3.6 What are the stumbling blocks for SMEs in using ICT as a competitive tool?
There are a number of stumbling blocks or barriers that make it difficult for SMEs to adopt ICT. Ngwenyama and Morawczynski (2007) argue that everyone assumes that ICT will successfully bring about benefits, but not all environments are the same. The issues affecting successful implementation or adoption of ICT are both socio-economic and technological. MacGregor and Vrazalic (2006) agree with the findings of Ngwenyama and Morawczynski (2007) that the barriers to adopting ICT by SMEs are both socio-economic and technological, by pointing out that the barriers can be caused by factors external and/or internal to the organisation, which in this case is the SME. According to Herselman (2003:945), “many of South Africa’s rural areas exist below subsistence levels and remain impoverished because they have no access to basic infrastructure essential for economic growth and development”.

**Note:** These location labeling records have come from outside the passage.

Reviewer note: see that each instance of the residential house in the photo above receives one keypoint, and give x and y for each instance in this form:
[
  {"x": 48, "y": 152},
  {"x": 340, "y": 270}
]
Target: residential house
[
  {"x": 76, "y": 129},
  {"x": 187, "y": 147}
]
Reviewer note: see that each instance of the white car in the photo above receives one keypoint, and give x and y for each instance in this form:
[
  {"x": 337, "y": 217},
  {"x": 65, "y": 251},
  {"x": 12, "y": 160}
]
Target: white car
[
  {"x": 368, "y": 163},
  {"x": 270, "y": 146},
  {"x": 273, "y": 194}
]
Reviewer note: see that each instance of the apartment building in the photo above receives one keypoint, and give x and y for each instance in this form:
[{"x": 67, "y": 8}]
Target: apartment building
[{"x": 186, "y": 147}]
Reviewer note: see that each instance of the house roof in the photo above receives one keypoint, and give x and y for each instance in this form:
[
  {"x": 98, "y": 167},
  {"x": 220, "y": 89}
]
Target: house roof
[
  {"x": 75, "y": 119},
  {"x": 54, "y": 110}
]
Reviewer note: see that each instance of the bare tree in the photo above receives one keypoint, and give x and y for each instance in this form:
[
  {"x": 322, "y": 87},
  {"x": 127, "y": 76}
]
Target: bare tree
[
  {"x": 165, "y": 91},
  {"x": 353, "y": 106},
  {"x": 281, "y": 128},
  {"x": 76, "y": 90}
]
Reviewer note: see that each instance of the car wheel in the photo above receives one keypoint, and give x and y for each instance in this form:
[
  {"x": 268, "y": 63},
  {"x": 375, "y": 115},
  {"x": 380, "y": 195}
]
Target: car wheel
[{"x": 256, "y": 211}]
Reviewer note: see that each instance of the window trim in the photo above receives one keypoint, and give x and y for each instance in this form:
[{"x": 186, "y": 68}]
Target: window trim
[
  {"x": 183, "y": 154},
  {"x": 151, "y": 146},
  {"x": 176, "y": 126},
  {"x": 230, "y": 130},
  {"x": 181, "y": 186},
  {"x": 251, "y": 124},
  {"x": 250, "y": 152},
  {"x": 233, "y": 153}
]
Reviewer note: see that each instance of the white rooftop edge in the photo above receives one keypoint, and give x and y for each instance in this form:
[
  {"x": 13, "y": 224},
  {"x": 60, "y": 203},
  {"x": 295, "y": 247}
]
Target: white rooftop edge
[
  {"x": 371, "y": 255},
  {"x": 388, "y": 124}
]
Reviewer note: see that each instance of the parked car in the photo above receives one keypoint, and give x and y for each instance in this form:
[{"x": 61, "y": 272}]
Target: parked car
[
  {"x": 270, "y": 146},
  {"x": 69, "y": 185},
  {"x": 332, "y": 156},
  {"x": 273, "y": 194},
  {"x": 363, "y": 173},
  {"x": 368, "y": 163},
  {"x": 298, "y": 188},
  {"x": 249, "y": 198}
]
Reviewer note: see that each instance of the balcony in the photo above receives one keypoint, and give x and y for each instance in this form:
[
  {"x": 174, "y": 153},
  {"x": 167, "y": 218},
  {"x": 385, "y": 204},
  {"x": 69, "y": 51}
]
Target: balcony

Ritchie and Brindley (2005) mainly look at the barriers or diffusion agents that prevent the SME from adopting ICT. They group them into the following areas:
Strategic. This level addresses issues that impact on the direction of the business (business strategy), capital investments and networks in relation to ICT. SMEs should formulate their own IT/ICT strategic objectives.
Technological. This level deals with issues relating to the complexity of technology and professional support for the technology in relation to the production of goods and services. This level should underpin the above level of strategy, by implementing IT/ICT strategic plan in order to build a good IT/ICT architecture.
Organisational and behavioural. This level deals with issues that relate to the personality, such as capacity and risk perceptions. These also underpin the strategic level but the focus is on supporting the business process.